Unenabled

If we’re going to keep our 1930s analogy going, I guess this week’s parliamentary manoeuvring will be the equivalent of the threats and cajoling that Hitler deployed to ensure the passage of the Enabling Act through the Reichstag in 1933. While the Nazis directed the worst of their violence towards their political enemies, Boris Johnson has turned his anger on his own party, warning potential rebels that they risk ending their careers if they support efforts to stall a no-deal exit.

Despite this it seems highly likely that MPs will vote tomorrow to compel Johnson to request a further extension, something he has vowed he will never do. Whether this will actually stop the country’s headlong drive towards the abyss is another question; the government has strongly hinted that it doesn’t necessarily feel obliged to follow the law. That may be a step too far for Johnson; this evening he seemed to be leaning towards attempting to win a mandate to leave in an October election.

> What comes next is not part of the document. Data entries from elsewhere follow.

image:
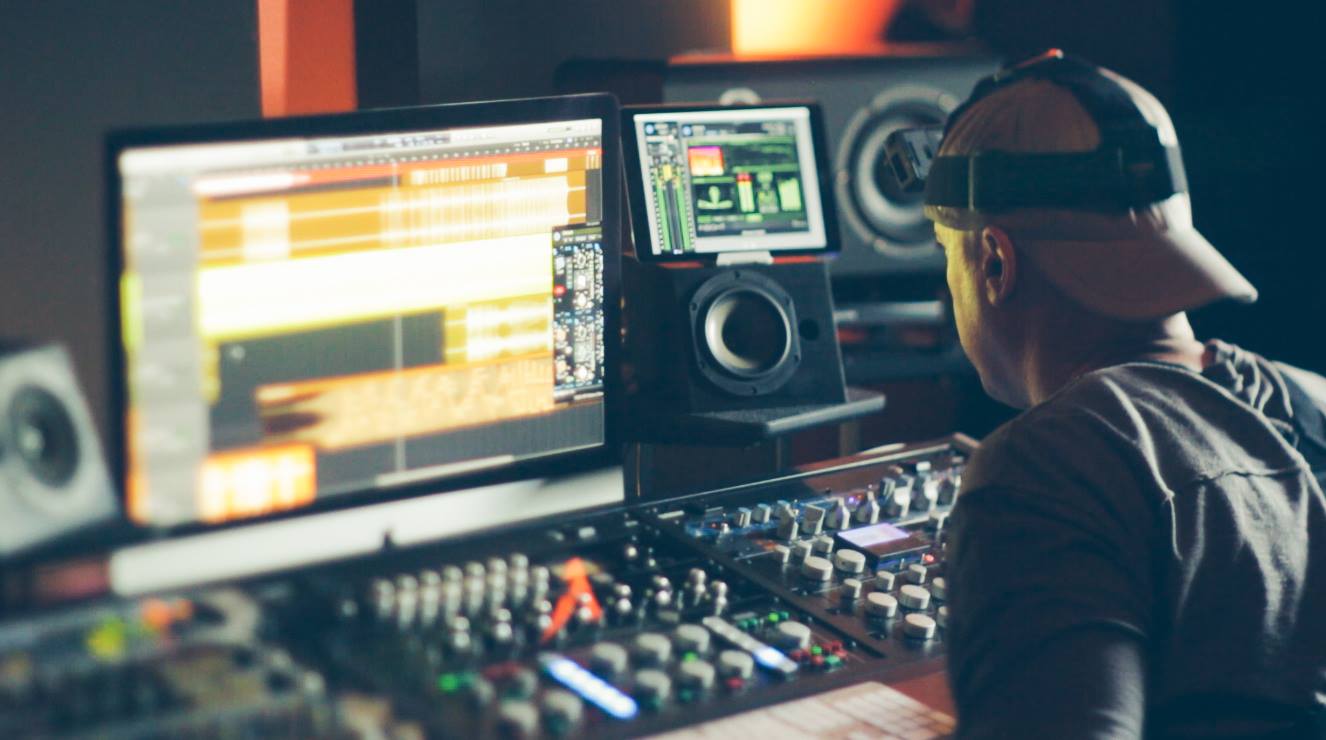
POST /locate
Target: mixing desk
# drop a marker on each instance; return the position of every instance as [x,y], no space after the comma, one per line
[622,622]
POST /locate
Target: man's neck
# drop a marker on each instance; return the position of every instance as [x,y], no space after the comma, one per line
[1050,365]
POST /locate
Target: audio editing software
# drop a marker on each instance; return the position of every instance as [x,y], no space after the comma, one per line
[306,317]
[729,181]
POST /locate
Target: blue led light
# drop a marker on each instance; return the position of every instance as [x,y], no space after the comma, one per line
[589,687]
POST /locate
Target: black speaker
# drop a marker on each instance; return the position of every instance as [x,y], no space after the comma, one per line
[52,475]
[720,338]
[863,100]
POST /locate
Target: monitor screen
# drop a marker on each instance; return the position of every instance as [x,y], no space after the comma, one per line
[725,179]
[314,316]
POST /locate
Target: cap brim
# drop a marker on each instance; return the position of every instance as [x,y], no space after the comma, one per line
[1150,276]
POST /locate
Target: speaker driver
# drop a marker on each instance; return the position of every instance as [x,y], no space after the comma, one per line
[745,333]
[887,219]
[43,435]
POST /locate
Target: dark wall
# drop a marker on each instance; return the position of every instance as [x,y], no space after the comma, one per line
[68,72]
[476,49]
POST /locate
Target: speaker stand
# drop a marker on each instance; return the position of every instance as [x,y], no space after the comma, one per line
[748,426]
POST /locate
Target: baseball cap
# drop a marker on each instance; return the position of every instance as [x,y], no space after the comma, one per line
[1135,261]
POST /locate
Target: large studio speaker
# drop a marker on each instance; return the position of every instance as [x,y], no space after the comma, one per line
[52,475]
[720,338]
[863,100]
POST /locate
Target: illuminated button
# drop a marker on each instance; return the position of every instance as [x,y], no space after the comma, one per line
[883,581]
[653,686]
[696,674]
[850,561]
[939,588]
[792,635]
[881,605]
[816,569]
[691,638]
[914,597]
[607,659]
[919,626]
[562,710]
[735,663]
[517,719]
[651,649]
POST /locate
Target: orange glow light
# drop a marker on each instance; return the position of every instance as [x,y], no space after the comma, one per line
[808,27]
[253,482]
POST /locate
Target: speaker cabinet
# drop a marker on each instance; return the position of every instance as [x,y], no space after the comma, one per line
[863,98]
[722,338]
[52,475]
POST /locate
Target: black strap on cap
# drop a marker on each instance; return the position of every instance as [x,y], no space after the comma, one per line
[1131,166]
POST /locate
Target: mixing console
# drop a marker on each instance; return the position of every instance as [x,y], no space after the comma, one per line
[622,622]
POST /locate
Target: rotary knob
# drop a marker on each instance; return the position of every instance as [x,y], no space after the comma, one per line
[607,659]
[792,635]
[696,674]
[850,561]
[736,663]
[691,638]
[882,605]
[816,569]
[914,597]
[653,686]
[919,626]
[651,649]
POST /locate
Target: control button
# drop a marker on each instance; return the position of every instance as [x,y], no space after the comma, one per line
[696,674]
[822,545]
[735,663]
[879,604]
[850,561]
[816,569]
[885,580]
[653,686]
[562,710]
[691,638]
[914,597]
[653,649]
[840,517]
[607,659]
[792,635]
[761,513]
[939,588]
[517,719]
[919,626]
[850,589]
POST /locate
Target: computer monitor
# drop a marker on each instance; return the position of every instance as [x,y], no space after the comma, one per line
[706,181]
[314,312]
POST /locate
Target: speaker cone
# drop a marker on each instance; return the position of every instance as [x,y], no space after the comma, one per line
[745,333]
[41,434]
[883,215]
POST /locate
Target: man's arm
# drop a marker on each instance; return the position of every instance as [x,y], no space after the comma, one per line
[1049,598]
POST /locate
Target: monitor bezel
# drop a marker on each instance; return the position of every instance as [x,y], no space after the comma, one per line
[448,116]
[643,238]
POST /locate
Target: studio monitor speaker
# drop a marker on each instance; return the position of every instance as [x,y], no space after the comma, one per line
[52,475]
[720,338]
[863,100]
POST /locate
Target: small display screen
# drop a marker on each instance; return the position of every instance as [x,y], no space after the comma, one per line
[728,181]
[883,540]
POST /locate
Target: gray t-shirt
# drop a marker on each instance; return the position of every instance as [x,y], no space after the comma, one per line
[1143,552]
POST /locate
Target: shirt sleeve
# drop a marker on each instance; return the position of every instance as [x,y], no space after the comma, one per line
[1049,596]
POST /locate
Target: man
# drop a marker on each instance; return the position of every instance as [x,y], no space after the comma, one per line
[1142,551]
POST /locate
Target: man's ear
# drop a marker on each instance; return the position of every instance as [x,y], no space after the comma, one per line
[997,265]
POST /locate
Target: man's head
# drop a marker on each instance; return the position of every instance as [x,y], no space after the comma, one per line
[1024,275]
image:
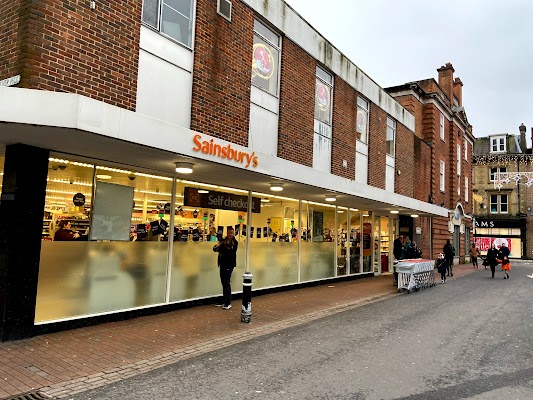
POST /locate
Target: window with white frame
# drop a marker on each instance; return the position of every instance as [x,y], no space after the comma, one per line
[323,95]
[265,59]
[362,119]
[391,136]
[495,173]
[442,126]
[458,159]
[497,144]
[442,175]
[171,17]
[499,204]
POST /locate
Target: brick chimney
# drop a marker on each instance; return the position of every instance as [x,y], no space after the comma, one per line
[446,80]
[523,144]
[458,90]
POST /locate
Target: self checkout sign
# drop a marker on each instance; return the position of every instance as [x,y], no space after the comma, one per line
[78,199]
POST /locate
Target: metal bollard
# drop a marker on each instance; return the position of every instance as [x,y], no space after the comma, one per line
[246,310]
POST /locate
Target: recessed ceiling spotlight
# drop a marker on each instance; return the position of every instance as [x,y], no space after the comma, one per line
[104,177]
[276,187]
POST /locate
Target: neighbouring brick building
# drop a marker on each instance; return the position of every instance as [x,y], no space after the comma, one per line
[153,127]
[502,179]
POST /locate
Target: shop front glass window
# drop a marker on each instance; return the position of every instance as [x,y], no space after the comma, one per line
[274,245]
[200,221]
[355,241]
[367,241]
[265,59]
[343,243]
[317,258]
[105,232]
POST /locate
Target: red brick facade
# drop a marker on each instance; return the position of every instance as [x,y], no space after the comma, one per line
[344,129]
[13,24]
[67,47]
[377,148]
[222,72]
[297,105]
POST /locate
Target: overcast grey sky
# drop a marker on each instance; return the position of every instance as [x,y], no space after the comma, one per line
[489,43]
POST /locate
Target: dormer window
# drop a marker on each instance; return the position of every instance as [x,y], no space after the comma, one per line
[497,144]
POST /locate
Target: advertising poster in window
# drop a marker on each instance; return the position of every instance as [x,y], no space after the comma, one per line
[484,243]
[112,212]
[367,239]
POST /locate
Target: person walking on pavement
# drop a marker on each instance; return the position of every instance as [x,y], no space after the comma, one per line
[449,254]
[227,261]
[442,265]
[491,258]
[503,256]
[474,254]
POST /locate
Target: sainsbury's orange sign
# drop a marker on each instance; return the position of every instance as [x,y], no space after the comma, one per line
[225,151]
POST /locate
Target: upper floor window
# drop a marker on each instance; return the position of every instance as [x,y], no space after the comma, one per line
[499,204]
[495,172]
[442,175]
[362,119]
[497,144]
[323,95]
[442,126]
[265,59]
[171,17]
[391,136]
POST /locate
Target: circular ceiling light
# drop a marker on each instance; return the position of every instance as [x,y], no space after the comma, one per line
[184,168]
[276,187]
[104,177]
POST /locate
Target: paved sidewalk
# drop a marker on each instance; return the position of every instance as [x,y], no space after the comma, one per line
[65,363]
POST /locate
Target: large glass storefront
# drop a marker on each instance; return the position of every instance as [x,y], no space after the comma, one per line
[116,238]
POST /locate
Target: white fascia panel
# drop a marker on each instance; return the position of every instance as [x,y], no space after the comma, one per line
[62,110]
[284,18]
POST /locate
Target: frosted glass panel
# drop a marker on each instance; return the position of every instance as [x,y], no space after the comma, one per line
[82,278]
[195,271]
[317,260]
[273,264]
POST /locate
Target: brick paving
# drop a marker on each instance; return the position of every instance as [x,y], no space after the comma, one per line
[65,363]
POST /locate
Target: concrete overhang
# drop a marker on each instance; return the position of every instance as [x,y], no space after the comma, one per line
[78,125]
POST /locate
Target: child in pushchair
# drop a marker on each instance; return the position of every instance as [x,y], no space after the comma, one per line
[441,267]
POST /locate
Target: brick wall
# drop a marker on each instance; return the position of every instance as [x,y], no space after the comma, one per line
[71,48]
[344,129]
[377,149]
[222,72]
[13,24]
[422,172]
[297,97]
[406,162]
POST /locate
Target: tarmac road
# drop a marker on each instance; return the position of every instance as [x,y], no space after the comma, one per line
[471,338]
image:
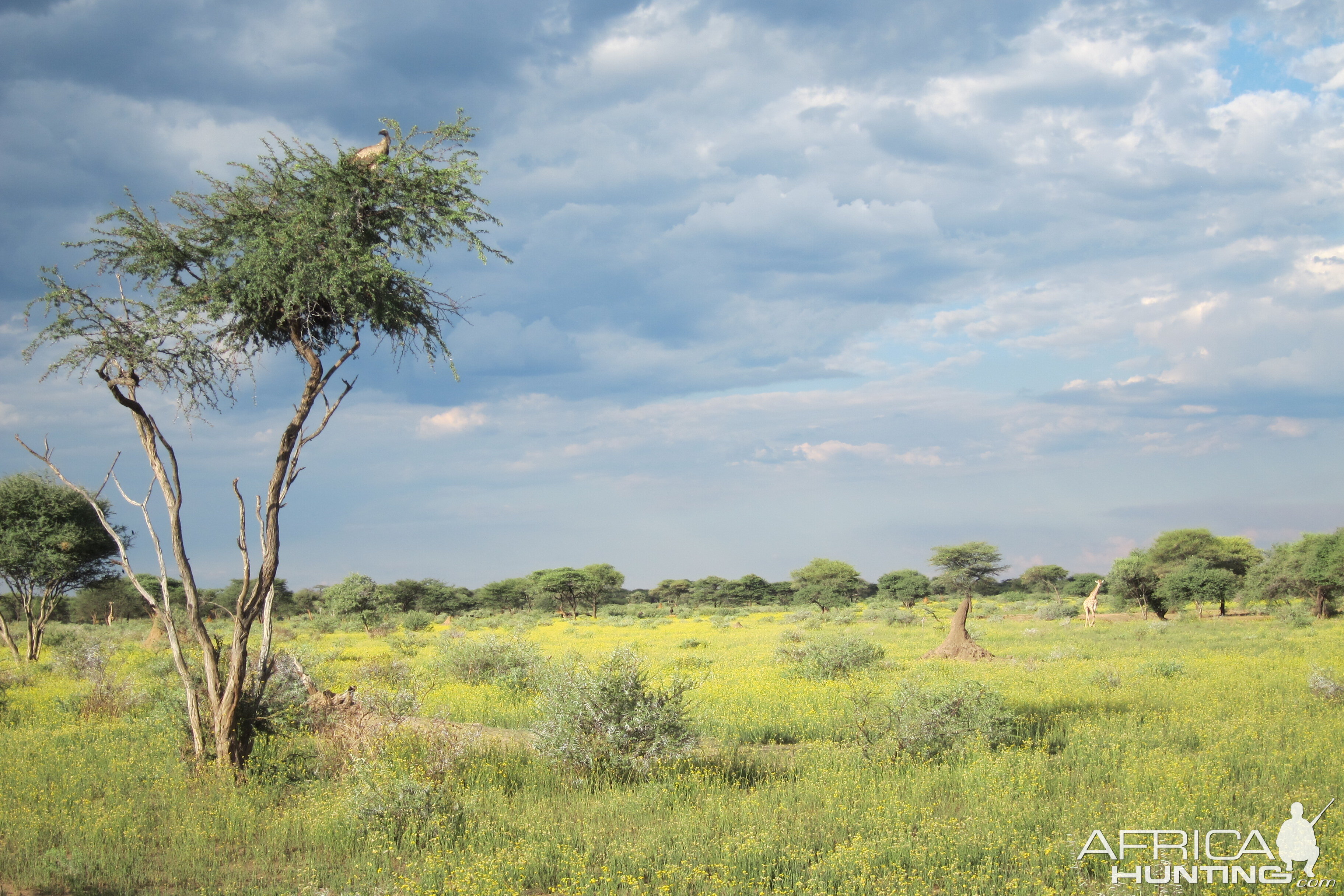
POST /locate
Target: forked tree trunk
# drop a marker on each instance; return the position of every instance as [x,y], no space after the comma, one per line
[959,645]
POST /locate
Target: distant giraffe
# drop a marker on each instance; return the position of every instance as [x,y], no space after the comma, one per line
[1091,605]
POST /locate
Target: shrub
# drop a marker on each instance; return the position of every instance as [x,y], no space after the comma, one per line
[492,659]
[401,786]
[925,721]
[1295,616]
[612,719]
[1326,684]
[417,621]
[1057,610]
[1167,668]
[830,657]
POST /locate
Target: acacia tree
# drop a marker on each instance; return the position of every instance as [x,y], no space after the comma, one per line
[827,584]
[671,592]
[300,253]
[52,542]
[1047,575]
[964,567]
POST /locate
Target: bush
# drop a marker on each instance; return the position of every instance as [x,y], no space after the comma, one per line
[1295,616]
[417,621]
[1167,668]
[612,719]
[510,660]
[1057,610]
[830,657]
[401,786]
[1326,684]
[921,721]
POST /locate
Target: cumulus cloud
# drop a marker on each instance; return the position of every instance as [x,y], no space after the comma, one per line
[455,420]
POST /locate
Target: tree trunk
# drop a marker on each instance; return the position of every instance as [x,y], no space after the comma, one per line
[8,638]
[959,645]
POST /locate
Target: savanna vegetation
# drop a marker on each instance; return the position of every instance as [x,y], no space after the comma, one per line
[527,748]
[560,732]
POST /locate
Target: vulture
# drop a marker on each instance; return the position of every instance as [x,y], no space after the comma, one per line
[374,154]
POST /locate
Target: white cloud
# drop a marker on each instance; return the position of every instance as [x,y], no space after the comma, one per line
[455,420]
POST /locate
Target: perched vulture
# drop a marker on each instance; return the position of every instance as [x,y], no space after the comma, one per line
[374,154]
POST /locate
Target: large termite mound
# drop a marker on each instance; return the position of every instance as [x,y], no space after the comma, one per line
[959,645]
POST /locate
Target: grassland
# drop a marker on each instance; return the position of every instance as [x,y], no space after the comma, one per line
[1134,725]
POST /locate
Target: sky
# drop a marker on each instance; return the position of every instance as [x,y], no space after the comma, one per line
[790,280]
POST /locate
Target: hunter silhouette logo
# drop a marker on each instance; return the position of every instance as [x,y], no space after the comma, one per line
[1176,856]
[1296,840]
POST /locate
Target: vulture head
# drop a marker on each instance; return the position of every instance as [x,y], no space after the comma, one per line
[370,155]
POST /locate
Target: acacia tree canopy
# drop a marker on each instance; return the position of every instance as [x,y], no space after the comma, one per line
[827,584]
[52,542]
[968,565]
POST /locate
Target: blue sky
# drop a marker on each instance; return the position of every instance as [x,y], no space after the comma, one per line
[791,280]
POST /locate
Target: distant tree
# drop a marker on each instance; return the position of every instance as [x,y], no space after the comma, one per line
[1081,585]
[1311,569]
[707,590]
[118,597]
[52,542]
[671,592]
[1045,577]
[1175,547]
[1136,581]
[827,584]
[300,602]
[303,252]
[904,586]
[1197,582]
[564,585]
[745,592]
[506,594]
[603,585]
[967,566]
[353,596]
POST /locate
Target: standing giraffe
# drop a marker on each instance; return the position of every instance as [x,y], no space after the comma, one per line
[1091,605]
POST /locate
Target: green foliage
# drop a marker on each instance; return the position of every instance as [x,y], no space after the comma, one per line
[1135,581]
[671,592]
[91,603]
[52,543]
[504,660]
[1295,616]
[1057,610]
[425,596]
[1081,585]
[353,596]
[1311,569]
[417,621]
[1326,684]
[1045,577]
[967,566]
[1174,549]
[1197,581]
[402,788]
[827,584]
[921,721]
[832,656]
[506,594]
[904,586]
[613,719]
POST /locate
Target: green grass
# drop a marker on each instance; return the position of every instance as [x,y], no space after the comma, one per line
[1132,725]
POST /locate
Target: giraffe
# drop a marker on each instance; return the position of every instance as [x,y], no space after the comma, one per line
[1091,605]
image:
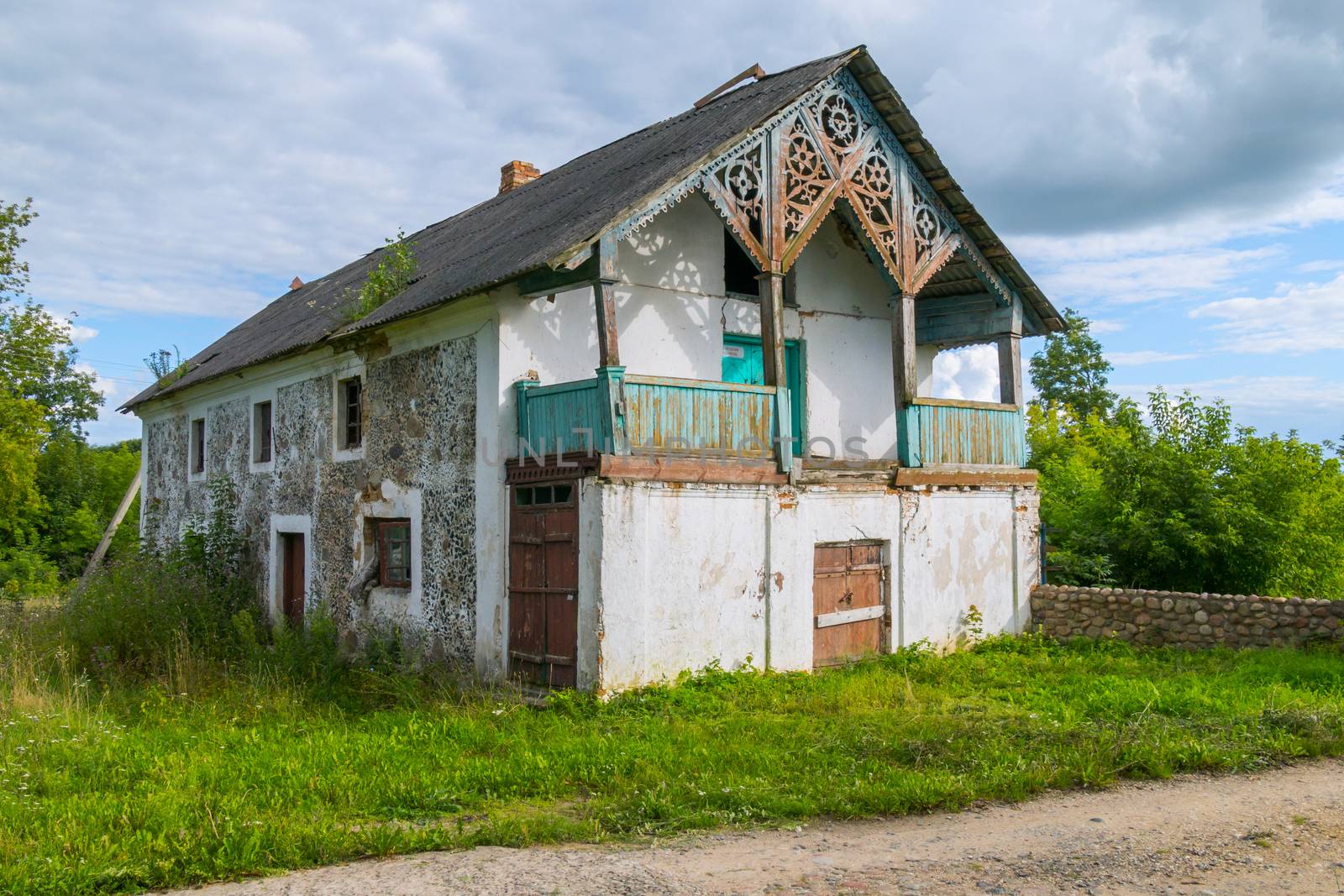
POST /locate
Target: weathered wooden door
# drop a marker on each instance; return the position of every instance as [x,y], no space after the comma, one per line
[847,602]
[292,578]
[743,362]
[543,566]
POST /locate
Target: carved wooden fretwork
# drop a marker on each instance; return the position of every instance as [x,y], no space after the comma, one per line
[737,186]
[777,186]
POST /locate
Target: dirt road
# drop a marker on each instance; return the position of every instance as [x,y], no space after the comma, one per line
[1277,832]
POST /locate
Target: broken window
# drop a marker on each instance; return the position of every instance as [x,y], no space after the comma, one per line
[198,445]
[394,553]
[261,432]
[739,270]
[349,430]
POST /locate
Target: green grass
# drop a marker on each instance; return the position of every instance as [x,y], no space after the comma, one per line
[205,775]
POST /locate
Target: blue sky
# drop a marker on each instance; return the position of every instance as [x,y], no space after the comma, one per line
[1175,174]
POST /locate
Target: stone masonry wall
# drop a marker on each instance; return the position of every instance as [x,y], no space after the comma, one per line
[1184,620]
[420,430]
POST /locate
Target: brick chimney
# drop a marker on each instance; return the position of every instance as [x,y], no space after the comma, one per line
[517,174]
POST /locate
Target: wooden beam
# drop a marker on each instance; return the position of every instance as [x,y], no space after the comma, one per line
[772,327]
[689,469]
[754,71]
[770,285]
[112,527]
[604,297]
[608,348]
[1010,369]
[905,376]
[548,282]
[974,476]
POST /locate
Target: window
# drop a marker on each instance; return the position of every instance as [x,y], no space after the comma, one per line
[349,396]
[261,432]
[394,553]
[543,495]
[198,445]
[739,270]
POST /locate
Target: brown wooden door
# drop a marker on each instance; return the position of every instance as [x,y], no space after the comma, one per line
[292,578]
[847,602]
[543,560]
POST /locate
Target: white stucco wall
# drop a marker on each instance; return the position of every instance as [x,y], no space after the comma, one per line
[672,312]
[690,575]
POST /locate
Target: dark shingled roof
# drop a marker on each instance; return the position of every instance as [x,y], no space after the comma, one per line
[559,211]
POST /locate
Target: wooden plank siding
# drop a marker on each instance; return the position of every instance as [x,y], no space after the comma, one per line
[667,414]
[965,432]
[660,416]
[562,414]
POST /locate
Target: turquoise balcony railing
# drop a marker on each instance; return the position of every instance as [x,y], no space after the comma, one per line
[963,432]
[625,414]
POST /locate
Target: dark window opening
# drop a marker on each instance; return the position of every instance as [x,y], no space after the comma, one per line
[394,553]
[739,269]
[198,446]
[543,495]
[261,432]
[353,412]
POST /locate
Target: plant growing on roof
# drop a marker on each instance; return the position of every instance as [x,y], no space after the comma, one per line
[393,275]
[165,365]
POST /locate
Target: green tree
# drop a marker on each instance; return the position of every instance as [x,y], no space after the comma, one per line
[38,362]
[1070,371]
[44,396]
[82,486]
[1178,500]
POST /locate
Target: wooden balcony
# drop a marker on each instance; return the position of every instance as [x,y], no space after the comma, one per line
[947,432]
[629,414]
[620,414]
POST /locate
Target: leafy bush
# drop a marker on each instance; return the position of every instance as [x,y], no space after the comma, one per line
[385,281]
[138,611]
[1178,499]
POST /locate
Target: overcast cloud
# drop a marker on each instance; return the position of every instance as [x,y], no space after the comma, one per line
[1175,170]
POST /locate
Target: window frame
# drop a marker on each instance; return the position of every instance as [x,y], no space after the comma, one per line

That in turn will depend on Labour agreeing to an early poll, which is not a sure thing, since no one trusts Johnson not to renege on a promise of a pre-Brexit election date and delay voting until after we’ve crashed out.

It’s going to be an interesting week, though it’s deeply frustrating that the fate of the nation depends on a handful of Tory dissidents putting the public good before personal ambition. The sooner an election comes, and lets us all have our say, the better.